Pada tanggal 17 Februari 2011 telah diselenggarakan acara Kampanye Cinta Kampus oleh Lembaga Kepresidenan Mahasiswa UNPAR di Wind Tunnel Gedung 0 UNPAR. Acara diisi dengan diskusi tentang “Bagaimana visi dan peletakan dasar pemikiran UNPAR, serta cita-cita para founding fathers dalam perkembangan UNPAR” juga tentang “Sesanti Almamater dan mahasiswa UNPAR antara tarikan teknologi dan globalisasi dengan nilai Sesanti Almamater, serta keberagaman kehidupan bermahasiswa di UNPAR”.

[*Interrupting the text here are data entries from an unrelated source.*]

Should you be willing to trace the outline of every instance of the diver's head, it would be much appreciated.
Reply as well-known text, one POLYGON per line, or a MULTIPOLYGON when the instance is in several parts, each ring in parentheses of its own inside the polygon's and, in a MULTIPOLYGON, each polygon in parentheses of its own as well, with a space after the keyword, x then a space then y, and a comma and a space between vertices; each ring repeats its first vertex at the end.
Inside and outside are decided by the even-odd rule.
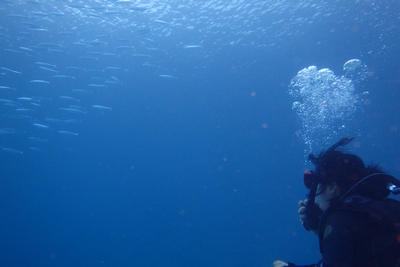
POLYGON ((353 137, 344 137, 318 155, 309 155, 315 171, 304 172, 304 185, 310 189, 304 220, 307 230, 317 229, 322 212, 349 196, 382 200, 391 192, 400 194, 399 180, 378 166, 365 166, 354 154, 338 150, 353 140, 353 137))
MULTIPOLYGON (((314 164, 315 171, 304 172, 304 184, 310 189, 311 205, 314 203, 319 205, 321 199, 326 200, 324 203, 337 199, 367 175, 367 169, 360 157, 337 150, 352 140, 354 140, 352 137, 342 138, 318 155, 309 155, 308 158, 314 164)), ((326 209, 326 205, 323 206, 326 209)))
POLYGON ((310 198, 322 193, 326 186, 338 187, 340 194, 336 199, 339 196, 361 195, 376 200, 384 199, 390 194, 390 184, 398 186, 397 179, 384 173, 378 166, 365 166, 359 156, 338 150, 352 140, 352 137, 342 138, 318 155, 309 155, 315 171, 304 172, 304 184, 310 189, 311 202, 314 199, 310 198))

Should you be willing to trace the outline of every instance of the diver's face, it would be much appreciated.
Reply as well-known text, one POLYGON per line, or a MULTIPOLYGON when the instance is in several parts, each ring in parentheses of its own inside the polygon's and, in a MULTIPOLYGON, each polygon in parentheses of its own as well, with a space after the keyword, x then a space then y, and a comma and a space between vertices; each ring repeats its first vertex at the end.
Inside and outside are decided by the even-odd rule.
POLYGON ((317 204, 322 211, 325 211, 331 205, 331 199, 337 196, 338 193, 336 183, 318 184, 315 204, 317 204))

Para pembicara dan narasumber dalam diskusi tersebut adalah: Dr. Koesdarminta, Rm. F. Sebastian Heatubun,Pr,, Drs., SLL., Pius Sugeng Prasetyo, Ph.D., Prof. Dr. Arief Sidharta, SH., Rm. Hermanus Sudarman, Pr., dan Subhanudin Alwy, dengan dimoderatori oleh Andreas Doweng Bolo, S.S., M.Hum.

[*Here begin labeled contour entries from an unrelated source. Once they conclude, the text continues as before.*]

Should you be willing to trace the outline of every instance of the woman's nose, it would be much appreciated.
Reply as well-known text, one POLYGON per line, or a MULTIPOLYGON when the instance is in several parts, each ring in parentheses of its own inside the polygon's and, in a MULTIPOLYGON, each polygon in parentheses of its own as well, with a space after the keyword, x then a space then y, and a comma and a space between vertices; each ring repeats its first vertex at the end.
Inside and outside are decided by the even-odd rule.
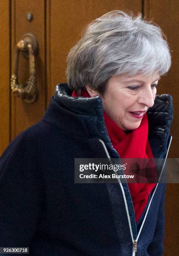
POLYGON ((154 104, 155 94, 150 86, 149 88, 142 90, 140 92, 138 103, 144 104, 148 108, 151 108, 154 104))

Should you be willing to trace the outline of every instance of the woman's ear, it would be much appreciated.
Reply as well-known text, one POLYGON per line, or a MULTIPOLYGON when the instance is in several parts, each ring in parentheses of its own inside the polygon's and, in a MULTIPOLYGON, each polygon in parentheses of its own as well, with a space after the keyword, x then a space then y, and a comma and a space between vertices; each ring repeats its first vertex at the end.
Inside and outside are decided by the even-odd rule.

Selain diskusi, pada kesempatan tersebut diresmikan pula Monumen Deklarasi Cinta Kampus, yang diletakan di lobby gedung 0 UNPAR. Di monumen tersebut terdapat gambar dari dua orang pendiri UNPAR yaitu Mgr. N. J. C. Geise, OFM dan Mgr. P. M. Arntz, OSC serta memuat kutipan tulisan dari Mgr. N. J. C. Geise, OFM: “Semoga para pemimpin dan kita sekalian jangan sampai mabuk perkembangan. Para pendiri dari semula tahu bahwa kemampuan mengelola UNPAR bersifat terbatas. Kami secara pribadi yakin bahwa universitas swasta Katolik ini tidak usah mampu bersaing dengan universitas swasta lain yang memiliki ciri komersial demi pembiayaan perkembangan raksasa. Biarlah UNPAR tergolong ke dalam universitas kecil. Yang penting, penilaian positif dari masyarakat karena: 1) bebas dari segala rupa diskriminasi; 2) karena bermutu begitu baik hingga predikat “disamakan” tetap dipertahankan; 3) karena merupakan kampus yang tenang dan aman bagi kaum muda untuk menyelesaikan studinya dalam batas waktu yang resmi. Tambahan lagi bahwa UNPAR sebagai universitas Katolik tidak dapat mengabaikan seruan yang berdengung di kalangan umat Katolik di seluruh dunia: “option for the poor”.